So many times, when watching a movie, I experience a sense of frustration: I cannot touch the image, I cannot grasp it, fix it, or retain it (remember that moment in Godard’s “Les Carabiniers” when Michelangelo literally tries to enter the projection screen?) A frame is replaced by another in a way that, although logical from a cinematic standpoint, feels unnatural in a way. A frame is not the totality, but just a portion of reality (is it even a “portion of reality”? And if not, what is it?). The image is something that exists (fleetingly) at the border between being and nonbeing (is it then more appropriate to say “it happens” than “it exists”?) – a dream-like state where you’re always questioning if things actually are and if they are what they seem, as if everything is experienced through an invisible veil. As if you’re aware of your blind spots but still cannot grasp them. Or that feeling evoked by Magritte’s “La reproduction interdite.”

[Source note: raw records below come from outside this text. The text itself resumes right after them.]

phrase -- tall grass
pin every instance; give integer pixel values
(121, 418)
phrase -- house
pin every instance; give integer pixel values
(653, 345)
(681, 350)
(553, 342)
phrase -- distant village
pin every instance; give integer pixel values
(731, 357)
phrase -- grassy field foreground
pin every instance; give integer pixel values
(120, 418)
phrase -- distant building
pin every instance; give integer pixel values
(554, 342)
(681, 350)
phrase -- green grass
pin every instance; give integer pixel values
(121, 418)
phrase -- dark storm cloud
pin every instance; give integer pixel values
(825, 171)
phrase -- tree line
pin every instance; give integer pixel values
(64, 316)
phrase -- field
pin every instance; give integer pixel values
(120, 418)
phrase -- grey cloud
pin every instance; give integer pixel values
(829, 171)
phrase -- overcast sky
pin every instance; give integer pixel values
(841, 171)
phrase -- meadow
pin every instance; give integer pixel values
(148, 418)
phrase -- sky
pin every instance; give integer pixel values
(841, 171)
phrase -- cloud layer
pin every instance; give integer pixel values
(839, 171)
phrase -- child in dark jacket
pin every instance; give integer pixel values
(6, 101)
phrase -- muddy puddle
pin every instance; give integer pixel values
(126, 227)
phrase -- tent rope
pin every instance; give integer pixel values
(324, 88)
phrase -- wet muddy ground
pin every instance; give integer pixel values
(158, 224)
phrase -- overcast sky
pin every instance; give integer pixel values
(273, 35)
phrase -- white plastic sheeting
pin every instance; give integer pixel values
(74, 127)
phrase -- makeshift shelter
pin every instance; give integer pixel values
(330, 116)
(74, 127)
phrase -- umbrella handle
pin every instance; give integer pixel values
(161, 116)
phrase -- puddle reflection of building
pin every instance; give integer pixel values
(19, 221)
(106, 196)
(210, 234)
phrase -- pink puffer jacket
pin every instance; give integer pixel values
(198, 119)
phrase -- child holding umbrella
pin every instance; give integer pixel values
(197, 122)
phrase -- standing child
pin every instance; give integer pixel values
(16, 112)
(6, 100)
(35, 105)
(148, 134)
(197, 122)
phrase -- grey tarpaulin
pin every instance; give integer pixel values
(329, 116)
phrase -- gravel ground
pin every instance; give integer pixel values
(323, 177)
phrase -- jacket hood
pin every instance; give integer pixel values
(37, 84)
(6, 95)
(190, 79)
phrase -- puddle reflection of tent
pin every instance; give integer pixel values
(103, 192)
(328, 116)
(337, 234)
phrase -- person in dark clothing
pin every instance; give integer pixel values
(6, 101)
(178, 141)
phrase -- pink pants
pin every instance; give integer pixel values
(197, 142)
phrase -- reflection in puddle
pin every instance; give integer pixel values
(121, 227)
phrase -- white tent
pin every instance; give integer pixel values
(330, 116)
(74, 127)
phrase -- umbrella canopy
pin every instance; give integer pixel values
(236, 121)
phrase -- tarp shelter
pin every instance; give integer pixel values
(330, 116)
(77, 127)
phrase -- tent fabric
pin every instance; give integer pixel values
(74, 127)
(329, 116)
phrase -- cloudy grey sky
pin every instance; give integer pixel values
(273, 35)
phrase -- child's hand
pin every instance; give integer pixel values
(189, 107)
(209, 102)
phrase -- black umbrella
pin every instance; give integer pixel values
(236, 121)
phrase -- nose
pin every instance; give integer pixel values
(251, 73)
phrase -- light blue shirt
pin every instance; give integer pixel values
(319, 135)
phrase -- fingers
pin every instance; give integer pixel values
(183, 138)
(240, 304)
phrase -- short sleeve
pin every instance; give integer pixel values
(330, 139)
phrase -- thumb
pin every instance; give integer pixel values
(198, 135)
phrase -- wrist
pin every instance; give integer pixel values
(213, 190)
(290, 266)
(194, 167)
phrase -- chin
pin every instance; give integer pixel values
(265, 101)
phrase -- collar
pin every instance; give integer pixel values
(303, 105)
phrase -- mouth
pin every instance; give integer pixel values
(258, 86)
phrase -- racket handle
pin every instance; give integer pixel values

It may be that one of the functions of cinema is to make us turn towards life, with fresher eyes, with more lucidity, in a world which becomes ever more real (Then again, what if reality itself is a grand-scale cinematic projection? To what reality are we then turning towards?) In complex, more or less indirect ways, it may very well teach us how to be more present in the world. Through its inevitable fragmentation, it helps us become more total, which is to say more conscious. By unfolding in linear time, sequentially, it gives birth to the longing to abolish time and to experience everything that was, is, and will be in some sort of eternal present.
And if we need to constantly return to cinema it is because we constantly forget how to be in the world. One could then imagine a situation and a state of mind where cinema is no longer needed.